Why Do They Shout in Karate? Understand What All the Yelling Is About

One of the first things you’ll notice about a karate class is that the room is noisy.

People are hollering, shouting, grunting, and sighing pretty much all the time. Why?

Well, frankly, a lot of it is because they are physically struggling to make their techniques faster and stronger, and sometimes that hurts a little bit.

The more advanced the people are, the more effort they exert, and the higher the level of grunting, groaning, and sighing becomes.

Like any physical activity, karate requires effort, and in karate class, that effort is often verbalized.

The most important noise you hear in a karate class, though, is the kiai.

Why Do We Kiai in Karate?

Remember that two Japanese characters make up the word Kiai: Ki means “energy,” and ai means “to unify.”

Remember that ki means vital, or mental, energy. Ai means “get together.”

In other words, kiai is the “convergence of your energy.”

Kiai is therefore a Japanese term used in karate for a short-spirited shout that is used to focus energy when performing an attacking or defending move.

A kiai is a shout from the pit of the stomach that gets together your physical and mental energy and then focuses them for an instant on the target.

 It is a shout of spirit and a shout of concentration.

The noise blots everything else out of your mind for a split second so that you can focus your mind on the target, and the tensing of the muscles needed to make the noise helps you focus your internal as well as external muscles on the target.

A kiai is a conscious extension of a natural phenomenon.

That is, when you try to lift something heavy and struggle with it, you naturally grunt and groan a little, and you tense your stomach muscles and your diaphragm (the internal muscle that makes your lungs expand and contract).
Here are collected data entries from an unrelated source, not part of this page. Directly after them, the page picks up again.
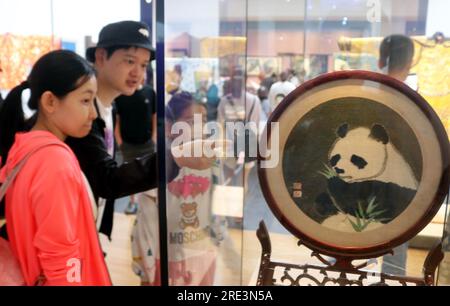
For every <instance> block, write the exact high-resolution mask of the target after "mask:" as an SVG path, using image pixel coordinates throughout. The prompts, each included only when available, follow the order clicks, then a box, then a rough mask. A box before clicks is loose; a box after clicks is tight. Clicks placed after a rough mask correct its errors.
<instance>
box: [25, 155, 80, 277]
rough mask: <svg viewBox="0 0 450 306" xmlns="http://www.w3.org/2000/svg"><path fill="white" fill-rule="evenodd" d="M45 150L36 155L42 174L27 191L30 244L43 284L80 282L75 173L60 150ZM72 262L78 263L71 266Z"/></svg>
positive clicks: (69, 159) (78, 184)
mask: <svg viewBox="0 0 450 306" xmlns="http://www.w3.org/2000/svg"><path fill="white" fill-rule="evenodd" d="M45 151H46V152H45V153H46V155H45V157H44V156H42V158H43V159H42V158H40V160H41V161H42V163H43V164H42V165H41V166H42V168H41V169H45V173H44V174H43V175H41V176H39V177H36V178H35V179H34V180H33V184H32V192H31V197H32V203H33V207H32V209H33V213H34V216H35V222H36V235H35V237H34V246H35V247H36V249H37V254H38V257H39V261H40V263H41V267H42V269H43V274H44V276H45V278H46V282H45V284H46V285H49V286H58V285H72V286H74V285H75V286H76V285H81V284H82V283H80V280H81V279H82V278H81V277H82V275H81V263H82V261H81V258H80V241H79V237H78V231H77V228H78V226H77V224H78V221H77V218H78V217H79V211H80V209H79V200H80V184H79V176H78V175H77V173H76V171H75V170H76V167H74V166H73V165H72V164H71V163H70V160H71V158H68V153H67V152H64V151H65V150H64V149H63V150H61V149H59V148H55V149H53V150H45ZM48 151H51V152H48ZM41 173H42V171H41ZM74 262H78V263H79V264H78V265H75V266H74V264H73V263H74ZM77 267H78V269H77Z"/></svg>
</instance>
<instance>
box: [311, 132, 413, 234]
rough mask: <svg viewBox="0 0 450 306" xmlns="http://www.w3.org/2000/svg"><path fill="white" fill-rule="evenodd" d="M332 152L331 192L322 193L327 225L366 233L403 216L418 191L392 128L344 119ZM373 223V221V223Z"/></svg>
mask: <svg viewBox="0 0 450 306" xmlns="http://www.w3.org/2000/svg"><path fill="white" fill-rule="evenodd" d="M336 133H337V136H338V137H339V138H338V139H337V140H336V141H335V143H334V144H333V146H332V147H331V149H330V151H329V155H328V156H329V161H328V162H329V166H330V167H328V169H329V175H327V192H326V193H322V194H320V195H319V196H318V197H317V198H316V201H315V202H316V203H315V204H316V210H317V212H318V213H319V214H320V215H321V216H322V217H323V220H324V221H323V222H322V225H325V226H329V227H330V226H331V227H334V228H336V226H338V227H342V226H343V224H344V227H348V228H346V229H345V230H353V231H358V232H361V231H363V230H369V229H372V228H375V227H374V225H376V224H378V225H380V224H386V223H389V222H391V221H392V220H393V219H395V218H396V217H397V216H399V215H400V214H401V213H402V212H403V211H404V210H405V209H406V207H407V206H408V205H409V204H410V202H411V201H412V199H413V198H414V196H415V194H416V190H417V188H418V182H417V180H416V178H415V176H414V173H413V171H412V169H411V167H410V165H409V164H408V163H407V162H406V161H405V159H404V158H403V157H402V155H401V154H400V153H399V152H398V150H397V149H396V148H395V147H394V145H393V144H392V143H391V142H390V139H389V135H388V133H387V131H386V129H385V128H384V127H383V126H381V125H379V124H375V125H374V126H373V127H372V129H368V128H365V127H358V128H355V129H352V130H349V125H348V124H343V125H342V126H341V127H339V128H338V130H337V132H336ZM369 225H370V226H369Z"/></svg>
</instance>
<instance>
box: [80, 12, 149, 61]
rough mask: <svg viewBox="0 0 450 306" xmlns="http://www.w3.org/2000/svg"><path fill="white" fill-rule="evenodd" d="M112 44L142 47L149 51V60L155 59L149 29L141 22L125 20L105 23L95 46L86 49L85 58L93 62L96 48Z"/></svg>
mask: <svg viewBox="0 0 450 306" xmlns="http://www.w3.org/2000/svg"><path fill="white" fill-rule="evenodd" d="M114 46H130V47H138V48H144V49H147V50H149V51H150V60H154V59H155V49H154V48H153V47H152V43H151V41H150V29H149V27H148V26H147V25H146V24H145V23H142V22H138V21H131V20H130V21H128V20H127V21H120V22H115V23H111V24H108V25H106V26H105V27H103V29H102V30H101V31H100V34H99V36H98V43H97V46H95V47H90V48H88V49H87V50H86V59H87V60H88V61H90V62H94V61H95V50H96V49H97V48H109V47H114Z"/></svg>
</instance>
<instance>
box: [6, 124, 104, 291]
mask: <svg viewBox="0 0 450 306" xmlns="http://www.w3.org/2000/svg"><path fill="white" fill-rule="evenodd" d="M46 143H57V145H52V146H48V147H46V148H43V149H41V150H39V151H37V152H36V153H34V154H33V155H32V157H31V158H30V159H29V160H28V162H27V163H26V165H25V166H24V167H23V168H22V170H21V171H20V173H19V174H18V175H17V177H16V180H15V181H14V183H13V184H12V185H11V186H10V188H9V190H8V192H7V194H6V220H7V229H8V235H9V240H10V243H11V248H12V250H13V252H14V254H15V255H16V257H17V258H18V260H19V262H20V266H21V269H22V273H23V276H24V279H25V282H26V284H27V285H31V286H32V285H34V284H35V282H36V280H37V279H38V277H39V276H40V275H44V276H45V278H46V282H45V285H49V286H52V285H111V281H110V277H109V274H108V270H107V268H106V264H105V261H104V258H103V253H102V251H101V247H100V244H99V239H98V235H97V230H96V227H95V223H94V217H93V213H92V207H91V202H90V199H89V195H88V192H87V187H86V185H85V183H84V180H83V176H82V173H81V169H80V166H79V164H78V161H77V159H76V157H75V155H74V154H73V152H72V151H71V150H70V148H69V147H68V146H67V145H65V144H64V143H63V142H61V141H60V140H58V139H57V138H56V136H54V135H53V134H51V133H49V132H45V131H33V132H29V133H25V134H17V135H16V139H15V142H14V145H13V147H12V148H11V151H10V153H9V156H8V161H7V163H6V165H5V167H3V169H1V171H0V181H4V180H5V177H6V175H7V173H9V172H10V171H11V169H12V168H13V167H14V166H15V165H16V164H17V163H18V162H19V161H20V160H21V159H22V158H23V157H24V156H25V155H26V154H27V153H28V152H30V151H31V150H33V149H34V148H36V147H38V146H42V144H46Z"/></svg>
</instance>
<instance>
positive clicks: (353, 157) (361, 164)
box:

That causes you to put pressure on your breath and breathe some of it out.

All this gives you extra strength for your task and really makes you concentrate harder on getting the thing lifted.

A kiai is exactly like that, except that you make it faster, harder, and louder to bring extra strength and concentration together in an instant rather than slowly.

The benefit of the kiai is primarily for the person doing it, but there is also some chance that a sudden loud shout from the pit of the stomach might startle an opponent long enough to create an opening for a counterattack or an escape.

And not to be overlooked is the fact that executing a kiai just plain feels good.

“Kiai is a shout that unites mind and body for an instant and that adds strength to technique.” Martial arts republic.

Every single one of us has faced a situation in which stress and anxiety have built up to the point that we could just scream.

Well, in karate class, you can do just that: Scream! Let it out! Get rid of it! Scream and scream again! It feels good, and it’s good for you.

An important fact about the kiai is that the sound you make probably won’t sound anything like “Kiai!” or “Kiyah!” Kiai is a word that represents a particular set of sounds, just like the word “whistle” represents a particular set of sounds.

So, if your karate teacher tells you to whistle, you wouldn’t shout “Whistle!”

No, you would form your lips into the appropriate arrangement and make the sound known as a whistle. It’s exactly the same with a kiai.

If your teacher tells you to kiai, don’t shout “Kiai!” Instead, tense your muscles appropriately and make one of the sounds known as a kiai.

There are several of these, including “eh-ee!” “yah!” “ha-ee” and others.

Your instructor will guide you on which is appropriate at which times, but please don’t shout out “Kiai!” It just doesn’t make any sense.